Um senão? É que ficar hospedado no Kruger, via de regra, custa caro. Antes de mais nada, é preciso ficar de olho no hotel escolhido, porque o custoXbenefício pode variar muito de um lugar a outro: há hotéis que só incluem cama e café nos valores propagandeados (e, nesses casos, cada game drive costuma custar uma pequena fortuna) e outros que incluem tudo (cama, café, pensão completa, dois safáris por dia, bebidas etc).
A emoção de ver os animais ali, lado a lado
 Chegando lá: apesar dos voos da SAA de São Paulo a Joanesburgo serem diretos e geralmente ficarem abaixo dos mil dólares por pessoa, é preciso comprar a extensão ao parque.
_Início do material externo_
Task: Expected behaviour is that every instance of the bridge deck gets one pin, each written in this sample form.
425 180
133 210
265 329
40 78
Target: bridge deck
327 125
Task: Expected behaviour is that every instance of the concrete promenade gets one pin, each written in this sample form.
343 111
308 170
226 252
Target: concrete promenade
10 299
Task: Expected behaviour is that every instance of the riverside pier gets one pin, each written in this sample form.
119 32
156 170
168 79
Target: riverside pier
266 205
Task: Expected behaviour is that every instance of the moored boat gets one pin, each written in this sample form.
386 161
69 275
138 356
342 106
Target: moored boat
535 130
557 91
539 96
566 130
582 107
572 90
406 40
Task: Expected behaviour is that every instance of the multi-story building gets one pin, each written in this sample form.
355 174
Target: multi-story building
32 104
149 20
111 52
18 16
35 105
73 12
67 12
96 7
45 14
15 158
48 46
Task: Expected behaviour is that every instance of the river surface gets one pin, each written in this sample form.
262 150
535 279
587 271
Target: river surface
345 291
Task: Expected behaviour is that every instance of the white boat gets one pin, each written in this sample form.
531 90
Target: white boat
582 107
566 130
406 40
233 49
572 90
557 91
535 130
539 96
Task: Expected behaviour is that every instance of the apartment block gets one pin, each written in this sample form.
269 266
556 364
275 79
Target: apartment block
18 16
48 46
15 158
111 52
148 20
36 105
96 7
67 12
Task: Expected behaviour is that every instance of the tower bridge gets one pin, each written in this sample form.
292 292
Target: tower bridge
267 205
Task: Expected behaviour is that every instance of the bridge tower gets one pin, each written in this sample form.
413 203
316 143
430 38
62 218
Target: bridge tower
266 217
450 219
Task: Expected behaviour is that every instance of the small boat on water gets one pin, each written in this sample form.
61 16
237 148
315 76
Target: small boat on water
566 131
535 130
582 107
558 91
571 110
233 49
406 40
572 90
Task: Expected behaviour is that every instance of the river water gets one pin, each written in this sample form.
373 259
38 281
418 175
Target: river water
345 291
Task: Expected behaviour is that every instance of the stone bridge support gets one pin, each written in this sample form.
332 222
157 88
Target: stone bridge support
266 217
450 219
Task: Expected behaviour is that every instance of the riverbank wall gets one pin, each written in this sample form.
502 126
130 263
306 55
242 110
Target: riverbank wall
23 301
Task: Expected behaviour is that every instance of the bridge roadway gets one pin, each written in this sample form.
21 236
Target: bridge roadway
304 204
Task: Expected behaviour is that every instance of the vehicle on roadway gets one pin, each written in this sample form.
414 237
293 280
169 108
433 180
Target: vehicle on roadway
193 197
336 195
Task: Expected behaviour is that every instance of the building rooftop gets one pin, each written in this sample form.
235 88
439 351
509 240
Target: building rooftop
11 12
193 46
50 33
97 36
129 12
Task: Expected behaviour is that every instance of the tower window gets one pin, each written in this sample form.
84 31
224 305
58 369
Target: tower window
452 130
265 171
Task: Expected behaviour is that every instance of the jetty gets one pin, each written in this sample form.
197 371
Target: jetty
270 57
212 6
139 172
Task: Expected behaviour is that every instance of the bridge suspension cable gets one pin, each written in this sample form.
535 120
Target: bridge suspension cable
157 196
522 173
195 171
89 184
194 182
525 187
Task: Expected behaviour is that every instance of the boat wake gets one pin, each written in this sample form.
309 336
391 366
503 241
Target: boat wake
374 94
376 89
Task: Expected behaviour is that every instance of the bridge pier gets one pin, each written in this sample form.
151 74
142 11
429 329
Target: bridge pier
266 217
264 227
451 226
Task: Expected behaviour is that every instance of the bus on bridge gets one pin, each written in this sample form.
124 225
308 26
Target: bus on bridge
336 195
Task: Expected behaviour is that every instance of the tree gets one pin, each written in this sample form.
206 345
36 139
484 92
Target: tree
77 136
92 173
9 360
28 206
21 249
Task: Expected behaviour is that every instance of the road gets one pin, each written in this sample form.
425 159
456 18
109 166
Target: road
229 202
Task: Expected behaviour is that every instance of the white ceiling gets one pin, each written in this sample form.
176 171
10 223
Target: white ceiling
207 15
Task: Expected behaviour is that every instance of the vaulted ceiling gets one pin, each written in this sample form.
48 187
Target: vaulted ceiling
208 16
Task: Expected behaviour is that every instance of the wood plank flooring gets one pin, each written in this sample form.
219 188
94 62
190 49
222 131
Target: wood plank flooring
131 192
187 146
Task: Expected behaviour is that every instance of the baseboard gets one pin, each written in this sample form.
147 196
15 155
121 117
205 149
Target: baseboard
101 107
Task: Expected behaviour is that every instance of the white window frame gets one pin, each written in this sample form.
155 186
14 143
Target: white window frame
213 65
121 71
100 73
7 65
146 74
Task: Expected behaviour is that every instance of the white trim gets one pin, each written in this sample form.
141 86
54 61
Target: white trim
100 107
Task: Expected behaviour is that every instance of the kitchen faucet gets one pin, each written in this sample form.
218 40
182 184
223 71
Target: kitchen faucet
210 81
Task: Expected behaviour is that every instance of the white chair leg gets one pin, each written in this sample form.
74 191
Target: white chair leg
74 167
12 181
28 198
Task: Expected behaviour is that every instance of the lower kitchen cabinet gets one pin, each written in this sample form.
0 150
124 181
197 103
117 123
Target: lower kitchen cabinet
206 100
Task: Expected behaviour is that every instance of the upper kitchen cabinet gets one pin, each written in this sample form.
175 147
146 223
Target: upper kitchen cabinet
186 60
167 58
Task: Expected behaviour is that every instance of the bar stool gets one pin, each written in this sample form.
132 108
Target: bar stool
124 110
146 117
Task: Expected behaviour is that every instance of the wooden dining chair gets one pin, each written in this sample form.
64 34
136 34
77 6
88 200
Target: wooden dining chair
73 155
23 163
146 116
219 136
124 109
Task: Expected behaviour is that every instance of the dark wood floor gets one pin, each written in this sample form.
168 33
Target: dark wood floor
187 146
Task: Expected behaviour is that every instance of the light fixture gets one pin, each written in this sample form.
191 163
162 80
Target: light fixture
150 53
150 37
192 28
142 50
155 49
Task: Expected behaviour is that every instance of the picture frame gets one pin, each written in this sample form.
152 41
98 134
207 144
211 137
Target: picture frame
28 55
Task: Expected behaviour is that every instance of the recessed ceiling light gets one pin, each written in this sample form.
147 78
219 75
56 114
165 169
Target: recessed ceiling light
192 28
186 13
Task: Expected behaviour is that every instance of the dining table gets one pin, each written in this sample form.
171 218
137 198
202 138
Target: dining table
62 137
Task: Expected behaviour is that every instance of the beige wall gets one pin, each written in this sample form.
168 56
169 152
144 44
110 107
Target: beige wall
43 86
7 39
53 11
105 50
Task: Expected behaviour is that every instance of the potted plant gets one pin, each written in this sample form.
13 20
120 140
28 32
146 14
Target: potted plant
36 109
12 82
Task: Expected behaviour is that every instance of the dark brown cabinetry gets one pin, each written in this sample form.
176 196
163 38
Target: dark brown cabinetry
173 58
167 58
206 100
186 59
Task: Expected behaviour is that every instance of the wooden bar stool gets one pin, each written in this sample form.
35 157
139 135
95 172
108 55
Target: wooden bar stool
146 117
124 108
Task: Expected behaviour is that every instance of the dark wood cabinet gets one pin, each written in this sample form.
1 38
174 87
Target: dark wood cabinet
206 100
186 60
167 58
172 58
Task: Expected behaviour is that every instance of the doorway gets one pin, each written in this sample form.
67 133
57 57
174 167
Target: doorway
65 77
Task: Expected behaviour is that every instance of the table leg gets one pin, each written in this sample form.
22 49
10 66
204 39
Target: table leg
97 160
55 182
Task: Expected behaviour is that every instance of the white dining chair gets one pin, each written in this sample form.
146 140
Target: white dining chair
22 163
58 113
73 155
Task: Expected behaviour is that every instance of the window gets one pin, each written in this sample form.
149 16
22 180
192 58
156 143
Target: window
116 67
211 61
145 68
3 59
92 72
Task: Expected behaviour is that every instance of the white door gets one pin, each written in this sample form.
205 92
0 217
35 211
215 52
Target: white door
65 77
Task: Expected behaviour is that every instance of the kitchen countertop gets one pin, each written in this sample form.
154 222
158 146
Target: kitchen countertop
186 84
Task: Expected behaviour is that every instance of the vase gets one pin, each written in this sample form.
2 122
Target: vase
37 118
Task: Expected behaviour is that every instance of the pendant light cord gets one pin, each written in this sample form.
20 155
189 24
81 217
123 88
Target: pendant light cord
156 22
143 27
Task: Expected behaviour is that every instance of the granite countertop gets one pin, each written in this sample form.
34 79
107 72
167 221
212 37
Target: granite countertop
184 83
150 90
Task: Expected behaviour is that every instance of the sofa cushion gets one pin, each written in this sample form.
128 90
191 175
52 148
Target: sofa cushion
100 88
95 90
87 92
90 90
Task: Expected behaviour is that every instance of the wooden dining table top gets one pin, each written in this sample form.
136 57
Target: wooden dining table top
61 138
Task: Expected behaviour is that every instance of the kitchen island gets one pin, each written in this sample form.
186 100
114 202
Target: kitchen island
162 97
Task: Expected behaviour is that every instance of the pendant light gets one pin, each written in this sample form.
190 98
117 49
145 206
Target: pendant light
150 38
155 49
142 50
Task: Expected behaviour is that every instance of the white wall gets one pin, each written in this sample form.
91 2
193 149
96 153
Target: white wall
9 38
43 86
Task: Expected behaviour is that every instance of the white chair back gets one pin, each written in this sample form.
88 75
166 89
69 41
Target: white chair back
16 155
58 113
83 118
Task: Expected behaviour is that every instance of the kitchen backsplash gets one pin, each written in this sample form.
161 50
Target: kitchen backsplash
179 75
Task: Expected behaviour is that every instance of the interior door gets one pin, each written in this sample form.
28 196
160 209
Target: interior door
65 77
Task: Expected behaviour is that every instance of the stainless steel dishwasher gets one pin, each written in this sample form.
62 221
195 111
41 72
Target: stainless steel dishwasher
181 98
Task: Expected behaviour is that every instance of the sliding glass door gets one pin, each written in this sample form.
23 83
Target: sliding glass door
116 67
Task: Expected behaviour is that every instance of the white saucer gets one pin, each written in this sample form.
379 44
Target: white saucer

Existem três maneiras de chegar lá: direto de carro (alugado ou motorista contratado), do aeroporto de Joburg, numa longa road trip; voando com a própria SAA até Hoedspruit e, desse aeroporto, seguir de carro por aproximadamente 2h30 até o Kruger; ou encarar os preços da Federal Air (em média, 500 euros por pessoa - paguei 550 euros pelo meu em 2010) e voar diretamente do aeroporto de Joanesburgo à pista de pouso mais próxima do seu hotel, num táxi aéreo de pouco mais de 1h de duração.

Quando ir? Dá pra encarar o Kruger o ano inteirinho. Mas vale saber que de janeiro a março é comum chover todo dia.
"Seguindo" uma família de leões

Quanto tempo ficar? Depende muito do bolso e do gosto. Se eu tivesse grana, passaria ali uma semana :D  Mas, como é um destino mais caro e os hotéis tudo incluído operam com pelo menos duas saídas diárias (um safári ao amanhecer e outro ao entardecer), acho que duas noites são redondinhas, com quatro safáris e tempo para usar o hotel (boa parte dos hóspedes fica 3 noites, vale saber).

Como é a rotina? Geralmente, há uma saída de safári logo pela manhã e outra no final da tarde, cada uma com duração entre 2h30 e 3h. No meio do dia, pode haver um walking safári ou alguma outra atividade proposta pelo hotel, mas a maioria dos hóspedes aproveitar para descansar (afinal, o primeiro safári pode sair 5h da manhã) e aproveitar as instalações do hotel, da piscina ao spa. Nos lodges, é comum os animais zanzarem por entre a propriedade sem nem se dar conta da presença humana ali, Nos hotéis de luxo, a gastronomia típica costuma ser bem, bem, bem caprichada. Quase todos os hotéis incluem um jantar típico ao ar livre, no meio da savana, nos pacotes.